「東を目指す」
「大きい」
アーケオは驚愕した。目の前に見える船が想像していたものよりも大きかったからだ。白が強調された全体の姿が晴れた空と見事に合致していて、とても立派な姿に見えた。
「これでヤマトに行けるんだね」
「ええ」
数日前、旅路で出会った剣士ディーノの勧めで極東の島に行くことに決めたのだ。極東の島はかなり離れているため、港からの渡航が必須なのだ。港に着くと多くの人々が列をなして、船に入るために並んでいた。
「物凄い数だ」
「観光地としても人気ですからね」
アーケオとマシュロも彼らに習って列に並んだ。初めての客船。アーケオの胸は高ぶっていた。やがてアーケオ達の番になり、船に乗り込んだ。

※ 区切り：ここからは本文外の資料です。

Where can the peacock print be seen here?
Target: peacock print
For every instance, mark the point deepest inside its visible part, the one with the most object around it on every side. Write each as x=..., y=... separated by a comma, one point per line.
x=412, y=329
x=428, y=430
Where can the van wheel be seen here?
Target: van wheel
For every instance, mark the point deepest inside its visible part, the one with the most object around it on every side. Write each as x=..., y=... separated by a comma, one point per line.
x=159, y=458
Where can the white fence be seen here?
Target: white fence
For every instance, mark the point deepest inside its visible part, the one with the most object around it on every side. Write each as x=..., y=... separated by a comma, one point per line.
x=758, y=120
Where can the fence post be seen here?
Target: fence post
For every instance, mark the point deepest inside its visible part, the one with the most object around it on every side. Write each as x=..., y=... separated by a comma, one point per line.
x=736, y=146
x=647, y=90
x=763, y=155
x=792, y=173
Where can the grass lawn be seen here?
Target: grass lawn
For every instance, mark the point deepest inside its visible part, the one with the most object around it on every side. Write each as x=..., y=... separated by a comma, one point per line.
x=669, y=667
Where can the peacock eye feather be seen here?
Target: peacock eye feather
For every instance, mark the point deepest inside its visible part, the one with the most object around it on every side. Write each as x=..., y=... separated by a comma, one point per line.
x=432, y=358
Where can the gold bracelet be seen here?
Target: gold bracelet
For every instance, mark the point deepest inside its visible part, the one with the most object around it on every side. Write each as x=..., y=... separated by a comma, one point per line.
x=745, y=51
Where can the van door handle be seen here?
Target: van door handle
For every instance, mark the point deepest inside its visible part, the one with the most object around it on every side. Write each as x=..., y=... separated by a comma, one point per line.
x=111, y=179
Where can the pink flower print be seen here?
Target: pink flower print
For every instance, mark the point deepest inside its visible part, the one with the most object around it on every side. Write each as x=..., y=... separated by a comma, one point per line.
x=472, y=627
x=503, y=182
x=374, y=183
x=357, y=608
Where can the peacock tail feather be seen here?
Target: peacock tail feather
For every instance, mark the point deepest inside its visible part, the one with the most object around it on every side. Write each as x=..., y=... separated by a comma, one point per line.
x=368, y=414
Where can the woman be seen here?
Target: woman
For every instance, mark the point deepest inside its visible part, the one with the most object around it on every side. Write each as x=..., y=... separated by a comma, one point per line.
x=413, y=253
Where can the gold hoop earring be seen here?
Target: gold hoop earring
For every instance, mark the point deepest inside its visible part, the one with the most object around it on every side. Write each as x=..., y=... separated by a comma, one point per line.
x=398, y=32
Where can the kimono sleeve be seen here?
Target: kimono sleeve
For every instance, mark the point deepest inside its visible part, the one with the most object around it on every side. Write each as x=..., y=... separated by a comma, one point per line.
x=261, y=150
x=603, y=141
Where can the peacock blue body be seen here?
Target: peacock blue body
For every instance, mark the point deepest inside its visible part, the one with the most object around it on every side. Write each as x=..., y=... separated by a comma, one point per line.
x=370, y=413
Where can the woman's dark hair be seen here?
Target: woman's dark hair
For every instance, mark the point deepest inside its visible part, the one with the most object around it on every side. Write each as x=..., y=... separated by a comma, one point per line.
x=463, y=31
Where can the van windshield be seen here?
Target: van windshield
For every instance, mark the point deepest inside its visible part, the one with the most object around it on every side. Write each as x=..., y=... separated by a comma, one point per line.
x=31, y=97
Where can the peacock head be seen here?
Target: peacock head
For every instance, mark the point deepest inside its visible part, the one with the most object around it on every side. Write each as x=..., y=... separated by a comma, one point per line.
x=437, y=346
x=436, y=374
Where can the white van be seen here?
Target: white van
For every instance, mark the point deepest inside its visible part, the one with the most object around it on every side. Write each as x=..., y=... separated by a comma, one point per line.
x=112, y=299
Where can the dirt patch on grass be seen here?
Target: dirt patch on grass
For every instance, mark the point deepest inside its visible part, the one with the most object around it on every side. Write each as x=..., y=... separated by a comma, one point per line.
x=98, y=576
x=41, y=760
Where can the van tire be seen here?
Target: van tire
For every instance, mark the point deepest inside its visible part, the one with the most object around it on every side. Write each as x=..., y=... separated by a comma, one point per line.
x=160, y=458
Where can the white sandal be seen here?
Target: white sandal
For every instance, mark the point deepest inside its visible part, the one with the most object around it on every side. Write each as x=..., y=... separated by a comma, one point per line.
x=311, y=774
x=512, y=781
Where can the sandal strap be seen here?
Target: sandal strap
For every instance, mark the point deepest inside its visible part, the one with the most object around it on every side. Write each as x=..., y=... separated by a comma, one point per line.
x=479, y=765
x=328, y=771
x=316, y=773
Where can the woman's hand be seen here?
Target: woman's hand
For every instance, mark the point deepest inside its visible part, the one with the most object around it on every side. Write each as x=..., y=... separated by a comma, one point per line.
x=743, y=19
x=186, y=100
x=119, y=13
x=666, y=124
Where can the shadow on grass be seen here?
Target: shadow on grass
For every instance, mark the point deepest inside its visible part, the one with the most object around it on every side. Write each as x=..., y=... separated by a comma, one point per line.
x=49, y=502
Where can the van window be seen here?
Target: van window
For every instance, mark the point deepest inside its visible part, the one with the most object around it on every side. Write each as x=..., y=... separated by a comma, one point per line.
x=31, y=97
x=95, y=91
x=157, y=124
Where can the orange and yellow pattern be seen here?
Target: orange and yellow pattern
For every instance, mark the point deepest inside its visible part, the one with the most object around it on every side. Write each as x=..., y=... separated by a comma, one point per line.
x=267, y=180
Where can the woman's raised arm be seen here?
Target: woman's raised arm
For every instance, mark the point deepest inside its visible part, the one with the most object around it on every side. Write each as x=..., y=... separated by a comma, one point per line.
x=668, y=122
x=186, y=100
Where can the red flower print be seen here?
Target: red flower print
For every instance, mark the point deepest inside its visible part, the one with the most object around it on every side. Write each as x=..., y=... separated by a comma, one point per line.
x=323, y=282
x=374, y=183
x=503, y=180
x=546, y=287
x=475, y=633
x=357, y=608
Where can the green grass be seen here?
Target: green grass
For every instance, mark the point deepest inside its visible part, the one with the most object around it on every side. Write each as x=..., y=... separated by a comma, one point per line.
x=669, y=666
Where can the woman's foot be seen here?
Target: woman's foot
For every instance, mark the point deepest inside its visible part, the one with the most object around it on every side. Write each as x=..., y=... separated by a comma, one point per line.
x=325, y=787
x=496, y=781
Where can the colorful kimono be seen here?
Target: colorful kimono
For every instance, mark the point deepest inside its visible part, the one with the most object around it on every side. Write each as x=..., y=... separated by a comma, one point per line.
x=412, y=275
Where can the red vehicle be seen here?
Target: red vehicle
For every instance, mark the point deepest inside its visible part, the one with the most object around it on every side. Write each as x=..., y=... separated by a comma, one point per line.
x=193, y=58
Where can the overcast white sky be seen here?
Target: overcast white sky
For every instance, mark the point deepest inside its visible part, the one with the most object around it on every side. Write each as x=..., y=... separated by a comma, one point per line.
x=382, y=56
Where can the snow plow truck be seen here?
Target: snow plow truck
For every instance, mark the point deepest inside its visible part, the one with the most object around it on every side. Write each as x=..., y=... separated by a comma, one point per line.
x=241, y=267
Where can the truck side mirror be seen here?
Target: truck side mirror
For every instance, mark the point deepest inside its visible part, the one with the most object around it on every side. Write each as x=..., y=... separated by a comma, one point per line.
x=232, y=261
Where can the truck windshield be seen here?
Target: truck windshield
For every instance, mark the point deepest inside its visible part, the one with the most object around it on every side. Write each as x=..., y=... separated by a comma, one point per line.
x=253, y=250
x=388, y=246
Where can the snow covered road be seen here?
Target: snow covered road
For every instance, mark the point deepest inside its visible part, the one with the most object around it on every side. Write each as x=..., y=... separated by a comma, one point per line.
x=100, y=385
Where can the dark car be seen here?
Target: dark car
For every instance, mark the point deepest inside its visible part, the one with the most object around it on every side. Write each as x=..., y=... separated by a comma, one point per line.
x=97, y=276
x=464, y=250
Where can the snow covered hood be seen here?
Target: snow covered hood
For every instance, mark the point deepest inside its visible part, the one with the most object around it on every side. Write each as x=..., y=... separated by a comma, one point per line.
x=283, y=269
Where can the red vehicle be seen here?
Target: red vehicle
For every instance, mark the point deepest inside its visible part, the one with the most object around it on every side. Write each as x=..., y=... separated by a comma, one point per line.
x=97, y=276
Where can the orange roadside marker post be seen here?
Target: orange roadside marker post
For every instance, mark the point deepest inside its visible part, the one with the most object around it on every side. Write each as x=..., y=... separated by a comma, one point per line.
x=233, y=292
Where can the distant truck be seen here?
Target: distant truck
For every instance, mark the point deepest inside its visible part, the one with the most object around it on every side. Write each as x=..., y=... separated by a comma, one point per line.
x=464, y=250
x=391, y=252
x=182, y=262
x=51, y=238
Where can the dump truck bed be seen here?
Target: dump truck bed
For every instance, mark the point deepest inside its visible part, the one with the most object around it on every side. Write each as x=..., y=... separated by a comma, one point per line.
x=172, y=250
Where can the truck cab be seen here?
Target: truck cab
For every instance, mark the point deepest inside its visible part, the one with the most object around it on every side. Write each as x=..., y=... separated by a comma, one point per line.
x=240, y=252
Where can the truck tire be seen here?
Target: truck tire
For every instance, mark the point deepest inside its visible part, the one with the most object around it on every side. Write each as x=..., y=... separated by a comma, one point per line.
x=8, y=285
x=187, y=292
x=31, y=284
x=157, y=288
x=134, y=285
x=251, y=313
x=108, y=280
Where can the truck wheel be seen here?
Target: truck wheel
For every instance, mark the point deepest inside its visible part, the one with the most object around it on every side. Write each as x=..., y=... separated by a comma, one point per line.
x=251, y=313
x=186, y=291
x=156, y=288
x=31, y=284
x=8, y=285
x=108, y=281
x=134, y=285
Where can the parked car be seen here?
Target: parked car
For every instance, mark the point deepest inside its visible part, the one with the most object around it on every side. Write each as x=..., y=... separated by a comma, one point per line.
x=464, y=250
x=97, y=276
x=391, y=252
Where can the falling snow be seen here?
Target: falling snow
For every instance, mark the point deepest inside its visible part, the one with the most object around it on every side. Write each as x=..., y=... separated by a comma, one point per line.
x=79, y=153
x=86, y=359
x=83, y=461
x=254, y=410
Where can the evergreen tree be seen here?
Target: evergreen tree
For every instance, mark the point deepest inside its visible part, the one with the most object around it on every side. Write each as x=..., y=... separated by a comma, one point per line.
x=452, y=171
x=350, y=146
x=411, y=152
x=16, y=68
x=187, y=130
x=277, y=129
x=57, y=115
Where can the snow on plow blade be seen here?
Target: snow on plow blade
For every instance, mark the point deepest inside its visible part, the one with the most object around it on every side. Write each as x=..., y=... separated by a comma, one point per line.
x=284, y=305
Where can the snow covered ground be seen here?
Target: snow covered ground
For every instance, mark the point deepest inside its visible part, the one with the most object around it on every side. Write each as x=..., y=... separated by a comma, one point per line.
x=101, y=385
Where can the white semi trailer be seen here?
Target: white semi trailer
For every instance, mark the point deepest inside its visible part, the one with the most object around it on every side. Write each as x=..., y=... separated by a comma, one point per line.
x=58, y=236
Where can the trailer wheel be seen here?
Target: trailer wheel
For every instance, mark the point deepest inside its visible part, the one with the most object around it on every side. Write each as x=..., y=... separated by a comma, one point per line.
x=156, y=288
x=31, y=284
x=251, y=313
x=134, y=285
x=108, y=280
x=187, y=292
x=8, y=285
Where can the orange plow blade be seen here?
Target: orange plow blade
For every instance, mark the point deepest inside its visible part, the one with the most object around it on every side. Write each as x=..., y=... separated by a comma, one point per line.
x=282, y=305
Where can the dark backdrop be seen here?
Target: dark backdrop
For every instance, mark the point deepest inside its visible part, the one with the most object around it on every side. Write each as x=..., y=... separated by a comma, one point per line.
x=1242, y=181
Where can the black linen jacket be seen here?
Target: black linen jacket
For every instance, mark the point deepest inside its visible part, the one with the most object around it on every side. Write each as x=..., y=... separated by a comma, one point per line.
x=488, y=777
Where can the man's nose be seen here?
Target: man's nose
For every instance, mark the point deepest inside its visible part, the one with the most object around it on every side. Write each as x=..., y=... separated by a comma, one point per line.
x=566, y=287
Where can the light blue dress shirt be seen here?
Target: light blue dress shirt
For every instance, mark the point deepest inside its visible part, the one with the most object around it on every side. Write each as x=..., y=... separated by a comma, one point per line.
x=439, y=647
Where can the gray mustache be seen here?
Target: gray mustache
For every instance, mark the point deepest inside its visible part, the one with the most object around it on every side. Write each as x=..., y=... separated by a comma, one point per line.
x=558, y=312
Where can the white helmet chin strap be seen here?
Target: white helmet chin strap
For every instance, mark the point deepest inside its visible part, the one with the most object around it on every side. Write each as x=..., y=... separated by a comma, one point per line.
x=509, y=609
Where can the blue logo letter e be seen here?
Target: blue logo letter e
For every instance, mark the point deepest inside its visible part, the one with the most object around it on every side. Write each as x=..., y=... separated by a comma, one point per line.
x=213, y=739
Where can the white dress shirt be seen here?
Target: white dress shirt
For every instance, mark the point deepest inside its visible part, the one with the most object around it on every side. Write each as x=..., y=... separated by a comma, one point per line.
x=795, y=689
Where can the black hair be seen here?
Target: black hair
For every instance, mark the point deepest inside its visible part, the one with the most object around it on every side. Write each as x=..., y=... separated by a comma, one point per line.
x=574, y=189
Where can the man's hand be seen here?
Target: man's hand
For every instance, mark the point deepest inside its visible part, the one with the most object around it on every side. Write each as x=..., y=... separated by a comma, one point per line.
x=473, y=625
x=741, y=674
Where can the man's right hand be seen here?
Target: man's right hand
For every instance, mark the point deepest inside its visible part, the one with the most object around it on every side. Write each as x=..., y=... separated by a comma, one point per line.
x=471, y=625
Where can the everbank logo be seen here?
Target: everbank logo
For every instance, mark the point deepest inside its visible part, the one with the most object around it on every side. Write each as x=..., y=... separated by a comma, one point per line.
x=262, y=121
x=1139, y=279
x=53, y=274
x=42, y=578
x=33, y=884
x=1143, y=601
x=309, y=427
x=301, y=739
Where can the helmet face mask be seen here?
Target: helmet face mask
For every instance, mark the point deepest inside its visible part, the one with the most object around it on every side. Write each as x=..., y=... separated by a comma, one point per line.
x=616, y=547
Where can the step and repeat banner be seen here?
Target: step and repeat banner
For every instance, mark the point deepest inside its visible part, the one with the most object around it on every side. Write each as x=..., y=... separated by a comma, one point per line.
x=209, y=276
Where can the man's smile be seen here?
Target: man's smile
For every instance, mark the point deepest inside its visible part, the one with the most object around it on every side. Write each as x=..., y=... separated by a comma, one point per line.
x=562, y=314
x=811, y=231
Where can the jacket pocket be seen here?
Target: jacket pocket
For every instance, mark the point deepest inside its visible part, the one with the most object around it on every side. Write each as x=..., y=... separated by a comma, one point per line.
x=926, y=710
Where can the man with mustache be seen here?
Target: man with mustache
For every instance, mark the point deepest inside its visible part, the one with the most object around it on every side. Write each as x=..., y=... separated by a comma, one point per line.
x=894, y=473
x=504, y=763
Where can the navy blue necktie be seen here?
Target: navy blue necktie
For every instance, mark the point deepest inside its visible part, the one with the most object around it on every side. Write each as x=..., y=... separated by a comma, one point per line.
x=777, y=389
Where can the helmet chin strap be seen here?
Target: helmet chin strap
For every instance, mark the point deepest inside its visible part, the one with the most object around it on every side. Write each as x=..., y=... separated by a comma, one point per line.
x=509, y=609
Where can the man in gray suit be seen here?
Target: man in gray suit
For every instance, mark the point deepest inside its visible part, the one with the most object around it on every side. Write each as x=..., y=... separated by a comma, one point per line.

船内は多くの乗客で賑わっていて、アーケオ達同様に出向を心待ちにしている様子だった。すると船内に汽笛が轟いた。それと同時にゆっくりと船が前進し始めた。
アーケオは海を見ようと船のデッキに移動した。手すりを掴んで海を見た。
彼は感動していた。生まれて初めて海に来たからだ。
「これ全部塩水なんだよね!」
「ええ。全てがそうです」
「凄いなー」
船の上で澄み渡る青空と広大な海の迫力に胸を打たれていた。船の近くをイルカが心地好さそうに泳いでいる。
「感動していらっしゃいますね」
「うん! こんなに広いとは思わなかったからさ」
本でしか見なことがなかった景色。今までローゼン王国の外に出た事がなかった彼にとってこの上ない興奮材料だ。その傍らでマシュロが柔和な笑みを浮かべている。他の乗客達も目の前に広がる海に心を打たれている様子だった。
「ヤマトって一体、どんな国なんだろ?」
「大陸とつながっていないので独特の文化があると聞いた事があります」
「例えば?」
「噂では魚を生で食べるらしいです」
「本当?」
ローゼンや今まで行った国では生魚を食べる機会がなかったため、アーケオには少し信じ難かった。
やがて沖に出てさらに海の広さを知った。同時に違和感を覚えた。
「静かすぎませんか?」
「うん」
急に辺りが静かになったのだ。先ほどまで船と並走していたイルカやカモメがいなくなっていたのだ。形容しがたい不気味な感覚に思わず、手を伸ばそうとする。
「何か来ます!」
何かの気配を察したマシュロが目の色を変えた瞬間、船の近くから凄まじい水しぶきが上がった。巨大な何かが浮上して来たのだ。天にも昇るような水柱が引いた後、それはいた。
鯨のような姿の魔物だった。皮膚は塗りつぶしたように黒く、船の近くを泳いでいた。あまりの大きさに驚いていると目があった。他の存在に愛情を感じさせない淀んだ目。あまりの冷酷さに思わず、身震いした。
「あれは!」
「知っているの?」
マシュロが目つきを鋭くして、ナイフに手を伸ばした。
「三皇魔の一角。ロギスタです」
アーケオの背筋にひんやりと冷たい汗が流れた。